Принципиально «непонятная» музыка авангарда 1910— 1950-х окружала себя толкованиями: она на самом деле остро жаждала понимания и страдала без него. Едва ли не каждый значительный новатор XX века представлен не только нотами и аудиозаписями, но и текстами о собственном творчестве. Тут была своя текучая тенденция.
Рационально-дидактичные, систематические, ориентированные на практический рецепт, т.е. почти учебники (Шенберга Стравинский называл «вечным профессором у классной
доски»), самопояснения композиторов в 1960-е годы обретают метафизическую нагруженность и расплывчатую вескость, которая более привычна в книгах пророчеств. Новый тип комментария бросает резкий отсвет на комментируемое.
«Лекции о музыке» А. Веберна к его собственным музыкальным сочинениям ничего не добавляли, никак их не оттеняли. А комментарии Штокхаузена по отношению к его композициям (и к композиторской ситуации в целом) играют роль темной ниши, делающей более ярким свет свечи. Словесное оплетение музыки оттеняет принципиальную непонятность задуманного и осуществленного, а в то же время подменяет слушательскую рефлексию о новых произведениях. Как следует правильно «как если бы понимать» его музыку, Штокхаузен регулярно прописывает в постоянно пополняемом авторском корпусе слоганов и афоризмов. Ввиду этих комментариев слушатель или необязателен, или уже заведомо вовлечен в музыку не в меньшей степени, чем сам автор или исполнители-соавторы Штокхаузена. Тома штокхаузеновских «Текстов о музыке» выполняют функции клеточной мембраны: «своих» пропускают, «чужих» отторгают.
Самопояснения Штокхаузена и других мастеров иррационалистского аутокомментария, выдвинувшихся в 60-е, нацелены не столько на объяснение, сколько на эффект горизонта: понимание постоянно отодвигается и именно в своем ускользании включается в музыкальный смысл.
Предчувствие догадки, явственное сквозь неясность; почти постигнутая тайна, остающаяся тайной, — целевые координаты смысла. Впервые было выделено особое состояние сознания: предпонимающее ощущение, чувство предпонимания.

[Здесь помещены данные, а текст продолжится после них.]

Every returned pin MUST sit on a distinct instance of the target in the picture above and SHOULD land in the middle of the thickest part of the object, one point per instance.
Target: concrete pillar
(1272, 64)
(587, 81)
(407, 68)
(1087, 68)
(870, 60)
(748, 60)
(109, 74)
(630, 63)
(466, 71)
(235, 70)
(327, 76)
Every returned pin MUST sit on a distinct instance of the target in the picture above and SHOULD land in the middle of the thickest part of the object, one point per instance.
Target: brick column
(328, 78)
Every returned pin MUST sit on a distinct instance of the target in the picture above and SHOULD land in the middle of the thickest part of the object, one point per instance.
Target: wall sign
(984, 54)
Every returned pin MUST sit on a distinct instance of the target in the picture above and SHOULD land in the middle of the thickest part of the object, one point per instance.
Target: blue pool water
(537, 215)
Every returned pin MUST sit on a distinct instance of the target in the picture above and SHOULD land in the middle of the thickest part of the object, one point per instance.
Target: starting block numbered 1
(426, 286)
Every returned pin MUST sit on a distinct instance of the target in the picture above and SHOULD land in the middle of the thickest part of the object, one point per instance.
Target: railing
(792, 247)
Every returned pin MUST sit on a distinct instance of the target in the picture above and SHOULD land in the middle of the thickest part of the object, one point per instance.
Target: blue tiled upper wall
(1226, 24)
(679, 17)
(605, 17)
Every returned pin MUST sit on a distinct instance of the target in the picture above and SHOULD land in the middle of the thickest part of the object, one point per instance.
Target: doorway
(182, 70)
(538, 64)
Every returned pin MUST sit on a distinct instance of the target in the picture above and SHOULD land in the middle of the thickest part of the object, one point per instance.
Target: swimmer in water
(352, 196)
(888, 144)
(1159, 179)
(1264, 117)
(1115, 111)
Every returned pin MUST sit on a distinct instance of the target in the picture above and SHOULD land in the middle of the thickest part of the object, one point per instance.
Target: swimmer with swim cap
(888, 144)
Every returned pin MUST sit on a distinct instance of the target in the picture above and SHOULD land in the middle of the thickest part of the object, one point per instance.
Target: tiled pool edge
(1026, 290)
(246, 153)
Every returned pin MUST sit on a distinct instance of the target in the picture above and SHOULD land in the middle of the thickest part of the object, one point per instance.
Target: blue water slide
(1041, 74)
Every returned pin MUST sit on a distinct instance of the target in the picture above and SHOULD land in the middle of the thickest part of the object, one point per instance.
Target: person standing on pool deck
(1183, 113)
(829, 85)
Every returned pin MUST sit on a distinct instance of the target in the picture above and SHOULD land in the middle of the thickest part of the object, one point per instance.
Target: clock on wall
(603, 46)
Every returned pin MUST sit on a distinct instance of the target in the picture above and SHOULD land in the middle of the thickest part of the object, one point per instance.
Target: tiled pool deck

Собственно, именно в возможности понять, так и не переходящей в действительность, но образующей самостоятельную действительность (возможность как актуальное бытие), и обреталась свобода. Найдена она к концу 1960-х годов на выходе из коллапсоподобного столкновения чистой беспредельности и чистого самоопределения. Обрели ее не в безоглядно-убежденном порыве к «Нет!», но размышляя над ненароком пророненным «Да!».
* * *
В 1970-х годах оставалось только осмыслить радикальные обмолвки 60-х, составить из них «правильную» речь. Для этого, в частности, надо было избавить музыку от изобильного авторского комментария, слишком тянувшего одеяло на себя, в остаточно субъектную область слова. Чувство предпонимания должно было целиком переместиться внутрь самой музыки и объективироваться там в качестве не требующей понимания, но переполненной внятностью
В избавлении на пороге 1970-х годов от избыточного авторского комментария помогли все те же композиторские комментарии, возмещавшие в 60-е еще непривычную непроницаемую онтологичность «Продолговатостей», «Флуктуации» и проч. Вернее, не сами комментарии к музыке, а комментарий музыки к ним.
Новая весомость «очень-очень-очень глубокого» слова о музыке, не успев обозначиться, была иронически отрефлектирована композиторами. Еще в конце 1950-х годов появились произведения, которые состояли в пародийном пояснении музыки: например, «45 минут для чтеца» Джона Кейджа или «Для сцены» Маурисио Кагеля. То и другое — абсурдистские лекции о современной музыке.
В «45 минутах» чтец действует строго по хронометру: что-то прочитывает быстрее, что-то с невероятно долгими паузами. Предписаны шумовые эффекты: чтец, согласно авторским ремаркам в партитуре, сморкается, кашляет, пьет воду. Впрочем, последнее — уже скорее из области инструментального театра, как и приглаживание шевелюры гребешком, и оглядывания «лектора» по сторонам, и переминание с ноги на ногу.
Состав исполнителей «Для сцены» богаче: помимо лектора — солисты-инструменталисты. Партия лектора начинается с объяснений того,
Описанные акции принимались современниками за откровенный балаган (Стравинский даже сводил начинания Кейджа к тому обстоятельству, что «мистер Кейдж — американец», следовательно, не умеет прилично вести себя в Европе). Да они и были балаганом, в котором авангард напялил на себя шутовской колпак. И под этот колпак попало все, включая судьбоносное «Нет!».